Jan Morris © David Hurn

‘”It’s not wrong, pal,” he said to her back. “You’ve been brought up to think so. Most of us have. But who are they hurting? Nobody. They’re just making each other happy. And you want their heads to roll because it makes you feel funny.”‘

It would be remiss while discussing LGBT+ prose not to include the culturally significant genre of gay pulp fiction. Part of the expansion of cheaply produced and widely available paperbacks that experienced a real boom in the 1950s and 60s and following many challenges to censorship laws that resulted in redefined standards for obscenity, these books were largely works of erotica and pornography as opposed to high literature and they satisfied an important need in the gay community. Lesbian pulp fiction also existed, and while there was a tendency for lesbian characters to suffer grim fates such as insanity and/or suicide if they did not reform to heterosexuality, trailblazing authors such as Ann Bannon bucked this trend by writing pulps whereby lesbian characters were well-rounded and loving and ultimately lived happy and fulfilling lives. In her 1952 novel The Price of Salt, later retitled Carol and recently turned into a major motion picture, Patricia Highsmith also subverted the doom and gloom and gave her lesbian characters a happy ever after. By flipping the script in this way, Highsmith and Bannon helped pave the way for the queer sexual revolution and societal acceptance. If you would like to know more about gay and lesbian pulp there are a number of online journal articles that can be accessed through LibrarySearch that explore these books, their themes and their impacts, for example these articles about Ann Bannon:

The cover of Ann Bannon’s Odd Girl Out

‘Never underestimate the power of fiction to tell the truth.’
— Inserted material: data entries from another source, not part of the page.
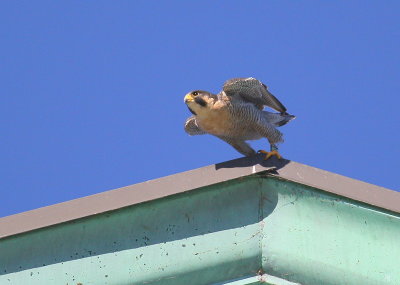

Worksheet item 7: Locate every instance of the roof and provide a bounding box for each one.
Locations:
[0,155,400,285]
[0,155,400,239]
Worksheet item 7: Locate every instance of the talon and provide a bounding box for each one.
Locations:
[257,150,282,160]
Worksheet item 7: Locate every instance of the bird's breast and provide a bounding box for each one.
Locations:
[197,108,233,136]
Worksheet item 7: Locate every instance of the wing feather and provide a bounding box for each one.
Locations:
[223,77,286,113]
Representation matters and there are countless works of queer literature that have comforted, inspired and liberated readers who needed them, and they continue to do so. From young adult fiction giving teenagers hope and reassurance, to works of immense literary merit like those of Leslie Feinberg, Rita Mae Brown, Oscar Wilde, Truman Capote, and so many more, to the unadulterated smut of queer erotica – these books are all essential. There is a tendency to either overly sanitise or sexualise matters pertaining to the queer community but just as LGBT+ people are not one thing, neither is LGBT+ literature. One thing, however, is for certain – the prose of LGBT+ writers should be celebrated and shared far and wide.